SeymourPowell has estimated that over 50 million litres of paint ends up going unused annually in the UK, up to 15% of the total amount of the product sold. Recycling and using old paint has typically been a laborious and costly process, but there are signs that this could change with a new collaboration between Dulux-owner AkzoNobel, innovation company SeymourPowell and a startup called Newlife Paints.

An industrial chemist Keith Harrison founded Newlife Paints after finding a technique that could effectively re-engineer unused emulsion into a good quality recycled paint product. The startup was founded in 2008, but significant barriers to scaling the concept technically and commercially remained.
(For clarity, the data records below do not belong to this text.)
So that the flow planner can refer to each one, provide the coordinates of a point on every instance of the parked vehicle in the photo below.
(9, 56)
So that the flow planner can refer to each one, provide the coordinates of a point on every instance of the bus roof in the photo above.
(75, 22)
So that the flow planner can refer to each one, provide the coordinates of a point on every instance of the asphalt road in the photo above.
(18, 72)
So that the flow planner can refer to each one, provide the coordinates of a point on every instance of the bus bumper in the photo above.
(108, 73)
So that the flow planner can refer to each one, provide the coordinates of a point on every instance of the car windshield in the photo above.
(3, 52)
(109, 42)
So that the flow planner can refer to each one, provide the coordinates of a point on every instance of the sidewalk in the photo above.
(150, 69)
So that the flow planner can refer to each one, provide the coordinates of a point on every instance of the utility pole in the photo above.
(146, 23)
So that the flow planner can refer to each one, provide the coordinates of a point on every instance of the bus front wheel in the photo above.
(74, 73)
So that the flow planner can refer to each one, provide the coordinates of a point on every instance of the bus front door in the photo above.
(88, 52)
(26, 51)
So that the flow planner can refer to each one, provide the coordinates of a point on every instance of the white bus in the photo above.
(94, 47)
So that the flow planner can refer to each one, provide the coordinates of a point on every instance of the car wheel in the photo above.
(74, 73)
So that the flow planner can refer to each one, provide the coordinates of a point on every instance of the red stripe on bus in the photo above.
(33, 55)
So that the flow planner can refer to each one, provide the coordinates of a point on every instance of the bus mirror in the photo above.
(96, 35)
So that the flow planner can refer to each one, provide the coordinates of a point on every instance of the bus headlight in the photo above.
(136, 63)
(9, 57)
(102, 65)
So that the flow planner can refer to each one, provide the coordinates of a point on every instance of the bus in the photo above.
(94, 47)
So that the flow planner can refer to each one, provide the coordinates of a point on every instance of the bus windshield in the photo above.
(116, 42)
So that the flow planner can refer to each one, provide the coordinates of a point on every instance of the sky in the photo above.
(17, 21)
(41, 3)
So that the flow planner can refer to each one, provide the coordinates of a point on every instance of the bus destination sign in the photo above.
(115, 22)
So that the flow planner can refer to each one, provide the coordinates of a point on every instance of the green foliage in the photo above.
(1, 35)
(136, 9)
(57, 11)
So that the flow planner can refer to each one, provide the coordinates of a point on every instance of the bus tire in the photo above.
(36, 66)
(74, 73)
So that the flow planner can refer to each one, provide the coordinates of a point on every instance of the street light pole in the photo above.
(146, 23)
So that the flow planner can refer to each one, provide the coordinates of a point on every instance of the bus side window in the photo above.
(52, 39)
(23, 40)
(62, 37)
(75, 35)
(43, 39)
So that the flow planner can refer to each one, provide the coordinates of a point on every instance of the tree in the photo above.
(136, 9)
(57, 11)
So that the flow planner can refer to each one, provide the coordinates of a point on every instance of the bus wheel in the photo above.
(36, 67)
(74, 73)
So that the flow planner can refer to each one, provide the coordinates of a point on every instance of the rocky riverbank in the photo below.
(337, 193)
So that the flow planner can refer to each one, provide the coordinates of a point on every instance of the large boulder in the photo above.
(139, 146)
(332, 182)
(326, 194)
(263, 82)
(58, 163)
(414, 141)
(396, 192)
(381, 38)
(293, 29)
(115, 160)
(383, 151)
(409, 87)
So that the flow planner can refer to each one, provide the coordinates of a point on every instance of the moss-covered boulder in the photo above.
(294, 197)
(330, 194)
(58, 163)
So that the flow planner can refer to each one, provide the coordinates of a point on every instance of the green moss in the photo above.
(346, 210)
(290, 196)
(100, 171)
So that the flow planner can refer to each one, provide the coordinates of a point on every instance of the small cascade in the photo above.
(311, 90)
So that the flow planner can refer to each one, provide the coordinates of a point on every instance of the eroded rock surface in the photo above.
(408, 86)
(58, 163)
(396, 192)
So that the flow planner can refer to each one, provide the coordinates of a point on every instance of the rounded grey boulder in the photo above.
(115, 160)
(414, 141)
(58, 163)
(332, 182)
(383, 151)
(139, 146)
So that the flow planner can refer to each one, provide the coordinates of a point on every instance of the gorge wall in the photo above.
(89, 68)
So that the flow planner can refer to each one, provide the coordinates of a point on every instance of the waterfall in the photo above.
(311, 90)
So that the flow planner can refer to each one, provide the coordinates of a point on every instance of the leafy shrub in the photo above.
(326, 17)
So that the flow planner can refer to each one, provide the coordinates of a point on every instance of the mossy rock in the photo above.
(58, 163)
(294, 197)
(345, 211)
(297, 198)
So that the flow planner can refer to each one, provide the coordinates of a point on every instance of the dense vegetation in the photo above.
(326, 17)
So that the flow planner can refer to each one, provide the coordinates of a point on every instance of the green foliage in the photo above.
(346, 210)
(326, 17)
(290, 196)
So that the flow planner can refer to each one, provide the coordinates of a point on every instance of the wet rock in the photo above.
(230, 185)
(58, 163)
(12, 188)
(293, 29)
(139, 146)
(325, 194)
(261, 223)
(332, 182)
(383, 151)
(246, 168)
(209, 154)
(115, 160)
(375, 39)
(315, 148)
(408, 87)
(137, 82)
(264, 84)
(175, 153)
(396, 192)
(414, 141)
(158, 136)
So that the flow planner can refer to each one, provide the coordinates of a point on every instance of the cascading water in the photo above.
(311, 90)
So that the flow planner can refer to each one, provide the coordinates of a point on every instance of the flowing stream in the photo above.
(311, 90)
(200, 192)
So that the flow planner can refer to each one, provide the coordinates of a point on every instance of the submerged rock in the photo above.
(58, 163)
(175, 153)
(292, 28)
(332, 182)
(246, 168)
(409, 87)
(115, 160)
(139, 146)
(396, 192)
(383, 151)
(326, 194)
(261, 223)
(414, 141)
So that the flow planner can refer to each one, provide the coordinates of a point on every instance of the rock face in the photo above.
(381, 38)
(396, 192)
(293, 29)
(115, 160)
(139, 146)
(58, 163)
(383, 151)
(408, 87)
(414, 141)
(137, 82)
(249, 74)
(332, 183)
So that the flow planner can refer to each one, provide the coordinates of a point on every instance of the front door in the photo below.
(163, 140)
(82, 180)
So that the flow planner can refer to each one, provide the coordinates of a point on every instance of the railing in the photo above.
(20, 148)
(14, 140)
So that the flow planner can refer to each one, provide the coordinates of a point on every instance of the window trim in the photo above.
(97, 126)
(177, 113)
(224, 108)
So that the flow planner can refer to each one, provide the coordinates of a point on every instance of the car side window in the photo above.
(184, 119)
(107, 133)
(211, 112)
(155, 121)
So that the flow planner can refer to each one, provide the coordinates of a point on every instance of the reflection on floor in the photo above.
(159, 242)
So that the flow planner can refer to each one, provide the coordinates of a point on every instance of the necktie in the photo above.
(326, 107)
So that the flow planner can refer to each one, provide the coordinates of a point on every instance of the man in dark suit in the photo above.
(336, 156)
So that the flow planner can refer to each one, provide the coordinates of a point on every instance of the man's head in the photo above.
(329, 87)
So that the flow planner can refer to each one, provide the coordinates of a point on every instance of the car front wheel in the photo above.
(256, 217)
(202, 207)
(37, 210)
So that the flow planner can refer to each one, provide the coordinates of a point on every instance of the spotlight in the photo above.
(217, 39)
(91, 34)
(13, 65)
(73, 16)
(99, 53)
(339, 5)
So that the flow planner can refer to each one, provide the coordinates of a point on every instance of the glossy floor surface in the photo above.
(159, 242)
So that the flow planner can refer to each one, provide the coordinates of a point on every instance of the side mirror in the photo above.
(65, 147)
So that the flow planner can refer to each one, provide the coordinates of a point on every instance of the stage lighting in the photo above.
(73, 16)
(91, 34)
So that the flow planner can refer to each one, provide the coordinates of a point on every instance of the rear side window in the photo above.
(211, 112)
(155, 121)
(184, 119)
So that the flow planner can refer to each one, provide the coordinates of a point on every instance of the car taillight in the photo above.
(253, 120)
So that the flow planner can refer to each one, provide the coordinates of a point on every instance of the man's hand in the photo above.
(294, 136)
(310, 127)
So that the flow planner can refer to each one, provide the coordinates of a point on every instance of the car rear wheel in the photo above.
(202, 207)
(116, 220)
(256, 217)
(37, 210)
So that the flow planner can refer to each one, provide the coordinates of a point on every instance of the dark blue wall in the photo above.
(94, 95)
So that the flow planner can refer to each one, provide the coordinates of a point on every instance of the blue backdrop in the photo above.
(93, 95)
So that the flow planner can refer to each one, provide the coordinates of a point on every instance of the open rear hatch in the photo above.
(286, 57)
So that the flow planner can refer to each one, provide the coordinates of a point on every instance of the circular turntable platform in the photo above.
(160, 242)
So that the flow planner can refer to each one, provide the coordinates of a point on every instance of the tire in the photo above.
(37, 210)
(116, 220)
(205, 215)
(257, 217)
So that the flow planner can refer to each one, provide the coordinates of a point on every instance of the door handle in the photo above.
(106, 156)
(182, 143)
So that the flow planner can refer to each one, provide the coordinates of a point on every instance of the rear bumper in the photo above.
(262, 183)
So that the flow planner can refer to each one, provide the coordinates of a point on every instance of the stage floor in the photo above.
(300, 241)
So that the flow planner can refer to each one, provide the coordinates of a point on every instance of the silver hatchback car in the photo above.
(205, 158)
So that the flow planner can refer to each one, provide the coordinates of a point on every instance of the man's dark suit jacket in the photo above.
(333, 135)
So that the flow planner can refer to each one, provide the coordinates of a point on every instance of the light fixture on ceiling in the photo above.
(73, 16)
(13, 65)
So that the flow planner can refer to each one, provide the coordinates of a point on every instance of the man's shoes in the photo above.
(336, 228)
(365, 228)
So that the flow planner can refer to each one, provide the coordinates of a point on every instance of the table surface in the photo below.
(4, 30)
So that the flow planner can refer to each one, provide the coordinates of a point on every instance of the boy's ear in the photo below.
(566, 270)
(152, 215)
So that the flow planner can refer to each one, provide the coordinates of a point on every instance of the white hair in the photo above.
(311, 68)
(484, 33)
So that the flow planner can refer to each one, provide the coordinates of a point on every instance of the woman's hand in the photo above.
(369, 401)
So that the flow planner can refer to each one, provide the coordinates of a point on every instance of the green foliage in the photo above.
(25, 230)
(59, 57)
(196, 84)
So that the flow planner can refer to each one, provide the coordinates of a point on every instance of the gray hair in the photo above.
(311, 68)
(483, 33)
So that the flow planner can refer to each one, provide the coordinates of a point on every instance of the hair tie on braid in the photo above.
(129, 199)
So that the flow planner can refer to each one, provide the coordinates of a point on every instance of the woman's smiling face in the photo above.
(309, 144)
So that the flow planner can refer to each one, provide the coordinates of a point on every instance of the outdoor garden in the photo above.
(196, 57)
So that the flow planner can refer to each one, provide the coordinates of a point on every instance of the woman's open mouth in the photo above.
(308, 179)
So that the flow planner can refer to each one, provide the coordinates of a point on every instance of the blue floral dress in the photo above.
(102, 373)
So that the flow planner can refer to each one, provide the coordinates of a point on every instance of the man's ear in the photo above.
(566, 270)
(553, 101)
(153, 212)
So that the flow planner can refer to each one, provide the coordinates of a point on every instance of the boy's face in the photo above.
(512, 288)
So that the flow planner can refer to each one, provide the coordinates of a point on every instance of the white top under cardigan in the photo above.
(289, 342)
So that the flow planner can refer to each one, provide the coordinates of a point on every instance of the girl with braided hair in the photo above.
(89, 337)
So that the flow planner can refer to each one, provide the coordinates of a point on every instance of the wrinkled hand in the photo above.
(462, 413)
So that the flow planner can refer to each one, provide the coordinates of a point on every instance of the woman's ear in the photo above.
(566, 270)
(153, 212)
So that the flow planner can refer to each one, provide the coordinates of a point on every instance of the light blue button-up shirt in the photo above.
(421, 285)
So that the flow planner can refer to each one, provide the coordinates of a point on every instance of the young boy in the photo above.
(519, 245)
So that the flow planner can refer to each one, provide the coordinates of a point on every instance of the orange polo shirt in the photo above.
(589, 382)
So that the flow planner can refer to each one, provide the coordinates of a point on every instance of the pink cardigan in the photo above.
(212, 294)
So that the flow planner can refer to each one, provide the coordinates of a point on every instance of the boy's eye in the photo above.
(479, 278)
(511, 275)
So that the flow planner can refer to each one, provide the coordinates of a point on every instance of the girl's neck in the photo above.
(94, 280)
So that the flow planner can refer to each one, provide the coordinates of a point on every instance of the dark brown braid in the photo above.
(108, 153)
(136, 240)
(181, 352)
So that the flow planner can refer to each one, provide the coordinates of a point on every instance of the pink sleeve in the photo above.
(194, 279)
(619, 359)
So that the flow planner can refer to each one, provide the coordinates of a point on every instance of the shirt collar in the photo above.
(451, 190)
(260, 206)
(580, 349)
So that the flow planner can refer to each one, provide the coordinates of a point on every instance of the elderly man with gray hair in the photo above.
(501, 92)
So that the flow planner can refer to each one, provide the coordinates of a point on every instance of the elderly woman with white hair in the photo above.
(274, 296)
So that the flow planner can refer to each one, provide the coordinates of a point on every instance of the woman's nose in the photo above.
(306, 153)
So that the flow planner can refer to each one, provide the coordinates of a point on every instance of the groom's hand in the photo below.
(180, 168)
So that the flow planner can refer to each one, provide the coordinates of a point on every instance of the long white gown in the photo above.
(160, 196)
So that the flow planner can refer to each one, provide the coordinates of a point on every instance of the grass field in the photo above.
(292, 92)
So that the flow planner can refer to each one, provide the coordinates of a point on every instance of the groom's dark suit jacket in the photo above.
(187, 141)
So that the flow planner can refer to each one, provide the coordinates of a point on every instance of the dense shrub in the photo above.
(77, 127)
Photo credit: deepwarren via Visualhunt / CC BY-NC
Photo credit: deepwarren via Visualhunt / CC BY-NC

For starters, there is a significant technical challenge even in simply decanting paint from the tins, a process that is usually labour-intensive and expensive because it is work that need to be done almost entirely by hand.

SeymourPowell were brought in to support on developing the technological solutions needed to meet these challenges and they eventually came upon a solution where a powerful industrial vacuum cleaner could be used and adapted to suck paint out of cans both quickly and efficiently.

A successful trial with waste management company Veolia has been executed and there is a growing confidence within the partnership that the economic value will easily cover and ensure profit in an operation where these large quantities of waste paint are re-collected and re-engineered into a high quality product.